На Красной планете, где он обитал, в последнее время стало неспокойно. Толпы фертачников — злостных наркоманов, прежде ютившихся по предместьям да в освоенных уголках пустыни, заполонили Город, оккупировав даже центральную магистраль — проспект Скиапарелли, где Рабидель жил. Из окна он мог наблюдать толпы несчастных в невероятных лохмотьях. Иные бесцельно прогуливались, остальные просто валялись на асфальте, мешая уличному движению. Некоторые размахивали самодельными плакатами, на которых были изложены бессмысленные и дерзкие требования к Межпланетному совету. Рабидель, впрочем, мало знал фертачников, лишь раз в жизни ему довелось столкнуться с ними нос к носу. Это было ужасно: только чудом ему удалось избежать гибели.
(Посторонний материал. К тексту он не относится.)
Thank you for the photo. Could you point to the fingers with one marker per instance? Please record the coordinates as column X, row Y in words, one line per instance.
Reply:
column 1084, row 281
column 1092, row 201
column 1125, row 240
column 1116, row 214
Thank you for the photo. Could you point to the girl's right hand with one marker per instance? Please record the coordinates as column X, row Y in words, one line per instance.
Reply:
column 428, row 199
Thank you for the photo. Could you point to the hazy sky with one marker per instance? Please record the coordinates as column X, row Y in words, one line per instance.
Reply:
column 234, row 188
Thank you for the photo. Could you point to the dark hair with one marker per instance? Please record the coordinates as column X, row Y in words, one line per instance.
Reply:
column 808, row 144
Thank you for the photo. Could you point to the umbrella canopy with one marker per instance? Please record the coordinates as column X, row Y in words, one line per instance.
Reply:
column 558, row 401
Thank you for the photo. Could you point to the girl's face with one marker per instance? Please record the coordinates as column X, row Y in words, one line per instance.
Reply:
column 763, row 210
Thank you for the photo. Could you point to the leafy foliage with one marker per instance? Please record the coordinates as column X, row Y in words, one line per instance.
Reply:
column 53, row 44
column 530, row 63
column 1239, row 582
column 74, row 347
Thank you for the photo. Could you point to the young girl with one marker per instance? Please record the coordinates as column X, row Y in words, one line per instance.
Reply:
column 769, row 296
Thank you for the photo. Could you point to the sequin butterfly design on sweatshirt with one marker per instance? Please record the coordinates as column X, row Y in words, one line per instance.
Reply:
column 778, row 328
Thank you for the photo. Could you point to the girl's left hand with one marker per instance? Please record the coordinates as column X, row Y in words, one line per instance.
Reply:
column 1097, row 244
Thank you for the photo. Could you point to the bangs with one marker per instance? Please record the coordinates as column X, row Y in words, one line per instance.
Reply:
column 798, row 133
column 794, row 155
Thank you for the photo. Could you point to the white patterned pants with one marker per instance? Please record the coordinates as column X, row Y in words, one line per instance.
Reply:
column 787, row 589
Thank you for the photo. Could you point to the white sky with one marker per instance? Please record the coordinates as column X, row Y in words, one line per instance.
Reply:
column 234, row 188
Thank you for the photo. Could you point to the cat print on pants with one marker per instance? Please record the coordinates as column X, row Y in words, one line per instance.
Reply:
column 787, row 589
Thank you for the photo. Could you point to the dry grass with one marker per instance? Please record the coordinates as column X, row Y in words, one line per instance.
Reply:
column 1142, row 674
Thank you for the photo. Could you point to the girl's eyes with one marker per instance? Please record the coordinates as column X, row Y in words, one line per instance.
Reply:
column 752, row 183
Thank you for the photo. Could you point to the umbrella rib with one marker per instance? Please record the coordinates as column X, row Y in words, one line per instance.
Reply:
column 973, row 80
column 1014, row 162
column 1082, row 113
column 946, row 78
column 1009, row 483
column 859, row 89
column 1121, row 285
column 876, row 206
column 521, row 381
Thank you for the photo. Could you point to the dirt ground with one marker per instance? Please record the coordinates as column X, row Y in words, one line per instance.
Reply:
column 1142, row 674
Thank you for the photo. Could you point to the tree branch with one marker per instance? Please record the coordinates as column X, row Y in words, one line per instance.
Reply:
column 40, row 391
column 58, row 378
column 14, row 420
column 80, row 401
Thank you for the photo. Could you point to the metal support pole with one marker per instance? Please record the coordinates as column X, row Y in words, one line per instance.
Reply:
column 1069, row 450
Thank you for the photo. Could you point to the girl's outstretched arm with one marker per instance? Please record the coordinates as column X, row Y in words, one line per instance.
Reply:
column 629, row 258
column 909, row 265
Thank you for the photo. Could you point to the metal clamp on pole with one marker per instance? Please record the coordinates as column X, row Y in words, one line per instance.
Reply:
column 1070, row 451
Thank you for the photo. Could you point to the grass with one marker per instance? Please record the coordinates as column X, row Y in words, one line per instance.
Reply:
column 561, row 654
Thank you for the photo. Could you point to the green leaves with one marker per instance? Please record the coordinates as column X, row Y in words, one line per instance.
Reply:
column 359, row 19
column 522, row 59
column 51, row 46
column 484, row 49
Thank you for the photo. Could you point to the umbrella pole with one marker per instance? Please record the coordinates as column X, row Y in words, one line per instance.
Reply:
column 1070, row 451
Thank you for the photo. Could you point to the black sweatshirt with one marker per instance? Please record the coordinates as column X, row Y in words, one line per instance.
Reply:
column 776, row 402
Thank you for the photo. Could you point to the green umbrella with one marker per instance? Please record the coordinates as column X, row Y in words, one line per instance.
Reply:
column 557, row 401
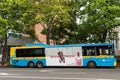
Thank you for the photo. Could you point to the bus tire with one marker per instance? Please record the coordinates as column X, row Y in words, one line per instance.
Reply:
column 39, row 64
column 31, row 65
column 91, row 64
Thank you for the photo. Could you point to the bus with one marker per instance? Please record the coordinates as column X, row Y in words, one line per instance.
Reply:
column 76, row 55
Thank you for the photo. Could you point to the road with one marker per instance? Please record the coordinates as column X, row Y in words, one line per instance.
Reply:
column 59, row 74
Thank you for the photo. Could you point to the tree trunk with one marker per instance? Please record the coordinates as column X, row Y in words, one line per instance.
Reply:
column 48, row 36
column 4, row 54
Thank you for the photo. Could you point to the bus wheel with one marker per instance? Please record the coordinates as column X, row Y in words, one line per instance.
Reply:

Так и не дождавшись партнера, марсианин решил вернуться в гостиную. Здесь веселье вышло на новый виток, даже Завара пустился в пляс. Он кружился с Даниель — этой своей пассией, ставшей притчей во языцах. По лицу юбиляра блуждало слабое подобие улыбки. То ли анархистская, то ли просто козлиная бородка задорно прыгала вслед музыкальным тактам.
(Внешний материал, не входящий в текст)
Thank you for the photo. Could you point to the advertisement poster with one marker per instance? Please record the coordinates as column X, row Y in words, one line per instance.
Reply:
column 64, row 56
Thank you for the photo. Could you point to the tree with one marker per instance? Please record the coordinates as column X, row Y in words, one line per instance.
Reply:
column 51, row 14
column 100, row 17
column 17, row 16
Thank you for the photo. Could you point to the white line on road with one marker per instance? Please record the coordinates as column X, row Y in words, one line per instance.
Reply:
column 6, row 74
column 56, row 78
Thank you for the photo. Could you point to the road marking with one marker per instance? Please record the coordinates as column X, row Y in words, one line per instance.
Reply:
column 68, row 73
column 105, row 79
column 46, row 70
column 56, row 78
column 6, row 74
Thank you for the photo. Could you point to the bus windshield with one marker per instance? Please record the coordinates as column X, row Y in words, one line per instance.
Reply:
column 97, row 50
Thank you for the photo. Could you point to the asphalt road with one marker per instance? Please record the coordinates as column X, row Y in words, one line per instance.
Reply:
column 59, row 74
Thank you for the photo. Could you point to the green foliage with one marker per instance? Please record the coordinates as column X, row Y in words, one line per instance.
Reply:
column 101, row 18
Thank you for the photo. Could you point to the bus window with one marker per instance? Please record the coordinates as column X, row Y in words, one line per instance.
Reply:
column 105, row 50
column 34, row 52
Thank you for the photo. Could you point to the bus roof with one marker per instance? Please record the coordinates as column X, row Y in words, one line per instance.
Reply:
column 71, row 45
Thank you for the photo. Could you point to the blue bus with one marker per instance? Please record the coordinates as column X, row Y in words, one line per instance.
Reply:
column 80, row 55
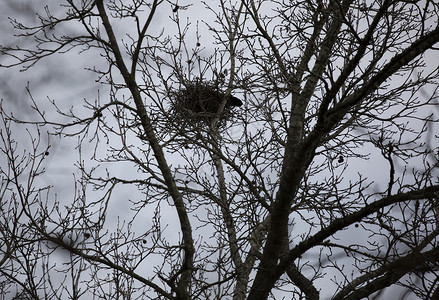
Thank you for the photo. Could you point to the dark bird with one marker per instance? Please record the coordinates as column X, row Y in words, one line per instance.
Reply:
column 233, row 101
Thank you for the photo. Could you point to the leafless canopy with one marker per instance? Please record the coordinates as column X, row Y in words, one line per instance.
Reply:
column 322, row 184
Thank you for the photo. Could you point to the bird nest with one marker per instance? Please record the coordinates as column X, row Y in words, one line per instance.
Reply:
column 201, row 103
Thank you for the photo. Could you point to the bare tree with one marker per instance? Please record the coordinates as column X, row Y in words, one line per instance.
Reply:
column 268, row 149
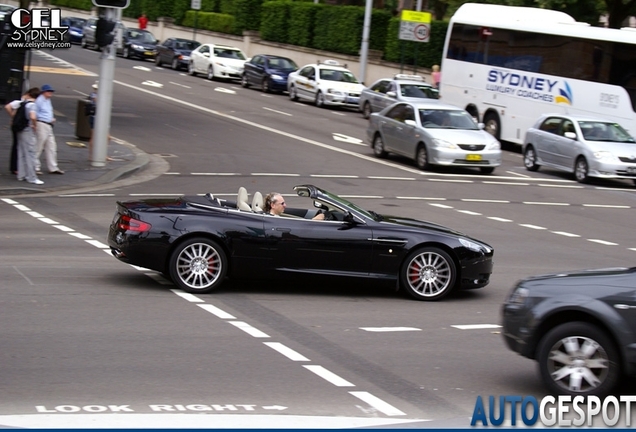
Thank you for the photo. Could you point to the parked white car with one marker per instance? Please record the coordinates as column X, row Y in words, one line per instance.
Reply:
column 585, row 146
column 217, row 61
column 325, row 83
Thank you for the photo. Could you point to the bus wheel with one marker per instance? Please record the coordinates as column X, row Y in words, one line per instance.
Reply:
column 493, row 125
column 530, row 159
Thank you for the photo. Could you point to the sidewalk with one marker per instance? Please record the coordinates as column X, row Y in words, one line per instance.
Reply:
column 72, row 155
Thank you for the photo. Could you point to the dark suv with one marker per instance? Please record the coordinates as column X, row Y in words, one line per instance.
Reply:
column 579, row 326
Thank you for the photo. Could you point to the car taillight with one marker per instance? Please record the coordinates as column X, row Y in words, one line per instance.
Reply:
column 129, row 224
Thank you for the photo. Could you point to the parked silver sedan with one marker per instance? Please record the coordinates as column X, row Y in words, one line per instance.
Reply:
column 585, row 146
column 433, row 134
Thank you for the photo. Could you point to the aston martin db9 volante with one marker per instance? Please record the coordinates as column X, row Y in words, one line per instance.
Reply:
column 198, row 241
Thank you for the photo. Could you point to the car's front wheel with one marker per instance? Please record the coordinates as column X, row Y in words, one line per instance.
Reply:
column 578, row 358
column 428, row 274
column 198, row 265
column 421, row 157
column 378, row 146
column 366, row 110
column 292, row 93
column 581, row 170
column 530, row 159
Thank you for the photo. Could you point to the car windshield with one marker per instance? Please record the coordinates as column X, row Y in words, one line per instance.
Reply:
column 187, row 45
column 337, row 75
column 143, row 37
column 418, row 91
column 447, row 119
column 282, row 64
column 228, row 53
column 602, row 131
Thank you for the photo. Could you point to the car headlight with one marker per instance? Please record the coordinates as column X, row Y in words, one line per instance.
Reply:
column 445, row 144
column 604, row 155
column 474, row 246
column 518, row 296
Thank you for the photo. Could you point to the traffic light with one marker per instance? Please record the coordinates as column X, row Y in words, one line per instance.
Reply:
column 104, row 32
column 122, row 4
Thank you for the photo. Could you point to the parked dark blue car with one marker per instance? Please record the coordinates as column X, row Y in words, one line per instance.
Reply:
column 268, row 72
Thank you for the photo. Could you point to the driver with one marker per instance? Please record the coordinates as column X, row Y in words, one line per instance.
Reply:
column 275, row 206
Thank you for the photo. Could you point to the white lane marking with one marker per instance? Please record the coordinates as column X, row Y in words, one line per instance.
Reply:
column 379, row 404
column 605, row 206
column 532, row 226
column 216, row 311
column 347, row 139
column 499, row 219
column 566, row 234
column 187, row 296
column 287, row 352
column 475, row 326
column 329, row 376
column 543, row 203
column 606, row 243
column 252, row 331
column 389, row 329
column 277, row 112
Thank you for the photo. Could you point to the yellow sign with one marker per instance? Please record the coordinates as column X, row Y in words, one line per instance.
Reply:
column 414, row 16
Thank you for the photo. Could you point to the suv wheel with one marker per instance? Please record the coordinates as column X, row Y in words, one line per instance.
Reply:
column 578, row 358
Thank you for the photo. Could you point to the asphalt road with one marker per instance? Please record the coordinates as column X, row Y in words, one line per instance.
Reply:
column 90, row 341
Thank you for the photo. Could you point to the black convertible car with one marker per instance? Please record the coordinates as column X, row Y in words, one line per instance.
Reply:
column 199, row 240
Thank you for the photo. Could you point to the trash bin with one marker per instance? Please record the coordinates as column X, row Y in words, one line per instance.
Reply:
column 82, row 121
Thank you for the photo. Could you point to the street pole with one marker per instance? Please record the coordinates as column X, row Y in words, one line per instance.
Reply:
column 104, row 97
column 364, row 49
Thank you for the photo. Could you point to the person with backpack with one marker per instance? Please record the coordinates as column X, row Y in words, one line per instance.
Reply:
column 24, row 125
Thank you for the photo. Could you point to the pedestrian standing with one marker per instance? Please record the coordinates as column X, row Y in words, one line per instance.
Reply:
column 27, row 140
column 45, row 137
column 143, row 21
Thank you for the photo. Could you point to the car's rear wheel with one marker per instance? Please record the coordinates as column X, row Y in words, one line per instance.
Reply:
column 421, row 157
column 378, row 146
column 428, row 274
column 530, row 159
column 578, row 358
column 581, row 169
column 366, row 110
column 266, row 85
column 320, row 100
column 292, row 93
column 198, row 265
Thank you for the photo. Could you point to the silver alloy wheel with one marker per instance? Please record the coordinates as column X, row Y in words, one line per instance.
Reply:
column 429, row 274
column 530, row 159
column 581, row 169
column 198, row 266
column 366, row 110
column 378, row 146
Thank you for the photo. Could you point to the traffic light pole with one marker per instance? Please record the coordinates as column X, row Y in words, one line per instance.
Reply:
column 104, row 96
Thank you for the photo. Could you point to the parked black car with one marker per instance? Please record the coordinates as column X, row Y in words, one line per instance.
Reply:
column 138, row 43
column 175, row 52
column 268, row 72
column 579, row 326
column 198, row 240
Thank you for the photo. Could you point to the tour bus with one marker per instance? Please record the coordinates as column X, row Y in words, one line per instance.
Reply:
column 508, row 65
Когда все шумно уселись за стол, Завара неожиданно поднялся.
Разговоры затихли.
— Богом клянусь, я заслужил эти почести, — произнес он, показывая на видеостенку, где безмолвный монарх с обреченной покорностью постукивал по немому микрофону. — Все мои труды посвящены пространству и времени, и надеюсь, что они оставят след в науке. Но по иронии судьбы главное открытие я сделал недавно, уже после награждения. Оно — вершина, к которой я карабкался долгие годы. Как говорится, сквозь тернии к звездам… Я отдал этому открытию все, что мог: здоровье, молодость… иллюзии, наконец. А это, может, самое дорогое у человека. Не улыбайтесь, — повысил он голос, хотя никто и не думал улыбаться. — Человек без иллюзий и веры — это дерево с обрубленными ветвями. Я выстрадал право на открытие, и оно принадлежит мне, и только мне! — Последние снова Завара почти выкрикнул.
Каждый из сидящих за столом понимал эти слова по-своему, и у каждого они вызывали в душе собственный резонанс.
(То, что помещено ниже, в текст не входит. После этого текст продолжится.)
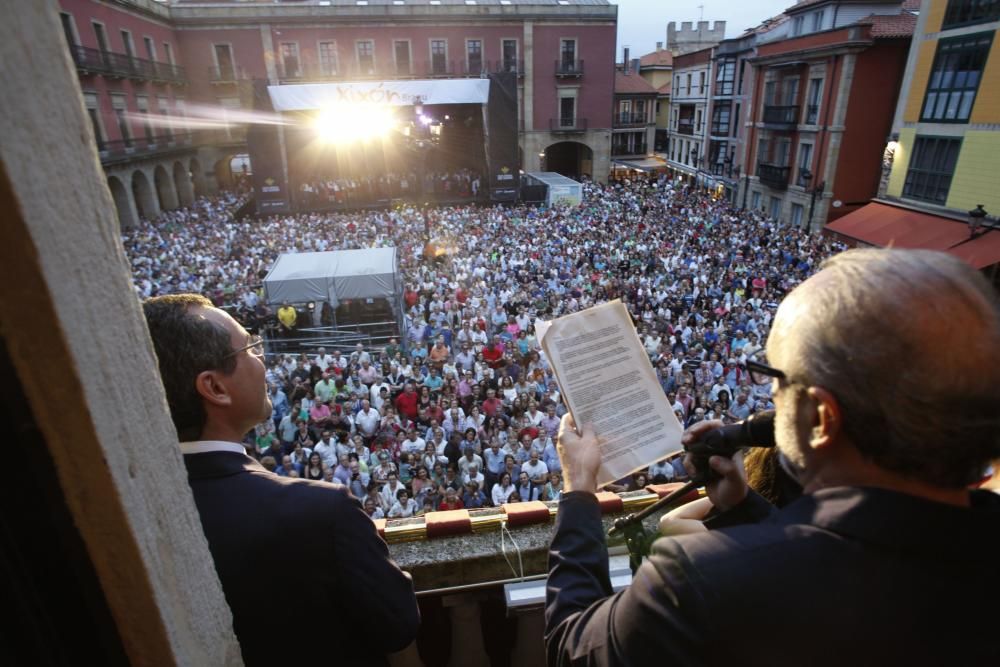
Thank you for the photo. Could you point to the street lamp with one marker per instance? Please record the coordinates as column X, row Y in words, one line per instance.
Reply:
column 976, row 218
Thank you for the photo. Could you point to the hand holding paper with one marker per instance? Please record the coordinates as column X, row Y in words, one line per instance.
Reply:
column 580, row 455
column 609, row 385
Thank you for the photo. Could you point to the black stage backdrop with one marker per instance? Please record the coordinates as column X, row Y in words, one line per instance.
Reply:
column 264, row 146
column 502, row 153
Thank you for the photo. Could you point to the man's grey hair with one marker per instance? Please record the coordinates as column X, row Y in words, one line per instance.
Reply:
column 909, row 343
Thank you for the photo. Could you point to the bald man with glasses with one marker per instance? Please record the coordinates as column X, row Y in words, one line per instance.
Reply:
column 884, row 369
column 213, row 372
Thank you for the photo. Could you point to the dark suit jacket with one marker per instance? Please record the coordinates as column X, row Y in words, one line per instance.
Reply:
column 339, row 600
column 845, row 576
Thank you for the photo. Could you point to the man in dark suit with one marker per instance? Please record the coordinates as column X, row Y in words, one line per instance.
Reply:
column 885, row 369
column 350, row 602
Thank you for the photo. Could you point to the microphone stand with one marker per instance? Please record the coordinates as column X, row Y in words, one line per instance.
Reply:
column 637, row 538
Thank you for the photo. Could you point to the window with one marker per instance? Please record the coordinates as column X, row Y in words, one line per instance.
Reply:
column 509, row 48
column 474, row 55
column 127, row 43
column 725, row 74
column 102, row 37
column 401, row 50
column 290, row 59
column 790, row 88
column 365, row 50
column 931, row 167
column 775, row 211
column 967, row 12
column 224, row 61
column 955, row 76
column 439, row 56
column 762, row 151
column 812, row 101
column 805, row 163
column 796, row 215
column 118, row 104
column 93, row 112
column 162, row 105
column 782, row 151
column 567, row 54
column 721, row 119
column 328, row 58
column 142, row 104
column 68, row 28
column 567, row 112
column 769, row 90
column 818, row 20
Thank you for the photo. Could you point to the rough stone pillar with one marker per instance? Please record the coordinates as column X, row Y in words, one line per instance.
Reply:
column 122, row 479
column 467, row 648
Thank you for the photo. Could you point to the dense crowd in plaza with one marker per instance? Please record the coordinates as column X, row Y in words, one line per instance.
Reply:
column 462, row 411
column 447, row 185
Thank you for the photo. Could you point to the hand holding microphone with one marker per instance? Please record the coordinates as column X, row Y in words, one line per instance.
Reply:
column 714, row 459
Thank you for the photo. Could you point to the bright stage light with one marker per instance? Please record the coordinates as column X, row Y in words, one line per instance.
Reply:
column 346, row 123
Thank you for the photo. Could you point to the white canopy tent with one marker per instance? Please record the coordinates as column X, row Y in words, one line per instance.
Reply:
column 302, row 97
column 369, row 273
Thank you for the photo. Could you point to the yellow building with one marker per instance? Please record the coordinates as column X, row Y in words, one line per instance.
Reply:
column 942, row 161
column 657, row 69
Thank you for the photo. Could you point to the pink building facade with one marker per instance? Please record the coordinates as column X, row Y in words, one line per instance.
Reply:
column 148, row 70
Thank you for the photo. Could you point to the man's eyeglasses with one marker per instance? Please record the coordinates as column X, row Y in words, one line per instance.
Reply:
column 254, row 347
column 761, row 372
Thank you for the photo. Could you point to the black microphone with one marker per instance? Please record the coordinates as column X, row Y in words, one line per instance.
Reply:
column 757, row 430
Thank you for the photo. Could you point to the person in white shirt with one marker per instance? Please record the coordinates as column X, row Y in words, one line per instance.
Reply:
column 404, row 506
column 535, row 467
column 367, row 420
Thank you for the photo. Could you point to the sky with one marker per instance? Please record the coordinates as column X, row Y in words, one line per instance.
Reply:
column 643, row 23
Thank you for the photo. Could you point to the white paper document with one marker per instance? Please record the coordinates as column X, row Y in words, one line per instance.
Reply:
column 606, row 378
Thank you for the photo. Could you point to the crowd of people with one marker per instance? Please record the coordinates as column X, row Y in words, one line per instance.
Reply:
column 463, row 410
column 461, row 184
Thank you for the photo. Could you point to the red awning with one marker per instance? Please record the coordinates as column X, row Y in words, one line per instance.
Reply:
column 888, row 226
column 891, row 226
column 983, row 251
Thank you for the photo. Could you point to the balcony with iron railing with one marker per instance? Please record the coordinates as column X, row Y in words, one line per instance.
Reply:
column 623, row 120
column 569, row 68
column 624, row 150
column 142, row 146
column 568, row 124
column 781, row 117
column 773, row 176
column 90, row 61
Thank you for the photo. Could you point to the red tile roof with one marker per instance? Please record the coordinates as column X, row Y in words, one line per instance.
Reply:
column 898, row 25
column 632, row 84
column 661, row 58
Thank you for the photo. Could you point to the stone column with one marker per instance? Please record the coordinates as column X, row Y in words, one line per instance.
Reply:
column 122, row 480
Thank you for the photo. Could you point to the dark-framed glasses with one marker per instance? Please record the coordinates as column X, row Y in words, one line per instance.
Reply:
column 254, row 347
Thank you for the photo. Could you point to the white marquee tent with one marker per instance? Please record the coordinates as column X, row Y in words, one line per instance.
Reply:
column 369, row 273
— Не понимаю… — начала шепотом Мартина, но Эребро тронул девушку за руку, и она замолчала.
— Сейчас вы познакомитесь с будатором — моим детищем. Познакомитесь все. Каждому известно, что структура вселенной зернистая, квантовая. И пространство, и материя, и время состоят из кирпичиков, который некий искусный каменщик сложил в единое целое миллиарды лет назад. Кто он? Природа вещей? Господь Бог? Назовите как хотите, это не меняет существа дела. И не лекцию я вам читаю — большинство из сидящих в ней не нуждаются — а просто хочу в нескольких словах поделиться своими взглядами на мир, в надежде, что они представляют некоторую ценность. Мельчайшие частицы материи — кварки — как вы знаете, давно расщеплены, хотя некогда считалось, что они неделимы. А вот с хрононами — элементарными частицами времени — мне, скажу честно, пришлось повозиться.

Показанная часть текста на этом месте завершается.